2. Bei der Berufung eines Leistungsträgers ist insoweit regelmäßig allein vom Gegenstand seiner Verurteilung durch das SG auszugehen (vgl BSG SozR 3-1500 § 158 Nr 3 S 13). Rechtliche oder wirtschaftliche Folgewirkungen sind demgegenüber nicht in die Ermittlung des Werts des Beschwerdegegenstandes
einzubeziehen, selbst dann, wenn die angestrebte Änderung kraft bindender Vorschriften weitere Änderungen nach sich zieht
(vgl zB BSG SozR 3-1500 § 144 Nr 11 S 20; SozR 4-1500 § 144 Nr 2 RdNr 6 mwN; Leitherer, aaO, § 144 RdNr 15 mwN). Es kommt vielmehr allein darauf an, über welche Forderung "unmittelbar"

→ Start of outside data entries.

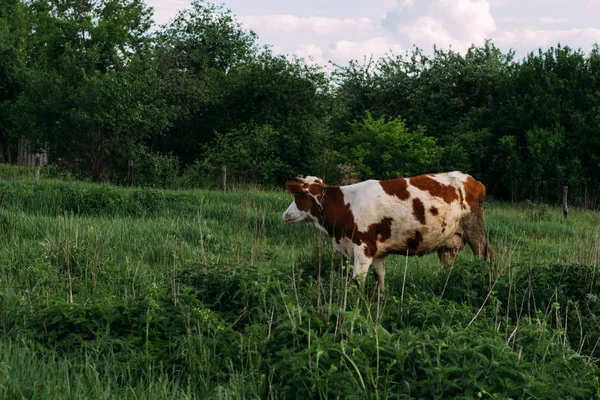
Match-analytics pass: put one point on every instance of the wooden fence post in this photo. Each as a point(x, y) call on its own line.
point(130, 172)
point(224, 178)
point(565, 206)
point(36, 167)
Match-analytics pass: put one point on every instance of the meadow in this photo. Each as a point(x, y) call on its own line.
point(129, 293)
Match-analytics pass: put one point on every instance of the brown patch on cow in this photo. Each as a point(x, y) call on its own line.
point(463, 206)
point(474, 193)
point(426, 183)
point(379, 232)
point(396, 187)
point(419, 210)
point(413, 242)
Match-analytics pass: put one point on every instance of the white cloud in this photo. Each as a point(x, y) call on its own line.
point(311, 52)
point(284, 23)
point(344, 50)
point(459, 23)
point(530, 39)
point(553, 20)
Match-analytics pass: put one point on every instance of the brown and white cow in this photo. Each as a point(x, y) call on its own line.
point(414, 216)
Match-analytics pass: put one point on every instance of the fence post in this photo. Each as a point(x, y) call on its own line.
point(224, 178)
point(36, 167)
point(565, 206)
point(130, 172)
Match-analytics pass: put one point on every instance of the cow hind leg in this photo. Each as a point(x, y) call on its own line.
point(474, 234)
point(449, 253)
point(379, 271)
point(361, 266)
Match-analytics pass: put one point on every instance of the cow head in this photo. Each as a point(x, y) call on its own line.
point(307, 194)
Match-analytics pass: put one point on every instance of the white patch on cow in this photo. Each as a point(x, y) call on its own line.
point(293, 215)
point(361, 197)
point(454, 178)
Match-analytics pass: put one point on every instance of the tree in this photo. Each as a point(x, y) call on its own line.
point(386, 149)
point(13, 28)
point(197, 52)
point(91, 65)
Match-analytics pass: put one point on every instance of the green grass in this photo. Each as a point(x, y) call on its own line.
point(109, 292)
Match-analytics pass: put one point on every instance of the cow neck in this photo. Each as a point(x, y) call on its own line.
point(333, 214)
point(322, 203)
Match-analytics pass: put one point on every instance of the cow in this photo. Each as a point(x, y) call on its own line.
point(409, 216)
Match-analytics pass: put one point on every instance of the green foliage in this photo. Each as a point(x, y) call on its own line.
point(121, 292)
point(386, 149)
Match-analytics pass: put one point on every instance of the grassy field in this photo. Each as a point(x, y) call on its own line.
point(108, 292)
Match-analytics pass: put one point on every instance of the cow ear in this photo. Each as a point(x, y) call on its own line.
point(295, 188)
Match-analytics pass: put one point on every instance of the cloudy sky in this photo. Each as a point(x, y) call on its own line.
point(341, 30)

gestritten wird (BSG SozR 4-1500 § 144 Nr 2 RdNr 5). Die insoweit im zu entscheidenden Fall maßgebende Summe des Krg, zu deren Zahlung an den Kläger das SG die Beklagte für den Zeitraum vom 1.2.2014 bis zum 31.3.2014 verurteilt hat, macht nach den für den Senat bindenden Feststellungen
des LSG (vgl §
163 SGG) und bezüglich derer auch offensichtliche Unrichtigkeiten wie Rechenfehler nicht ersichtlich sind, weniger als 750 Euro aus.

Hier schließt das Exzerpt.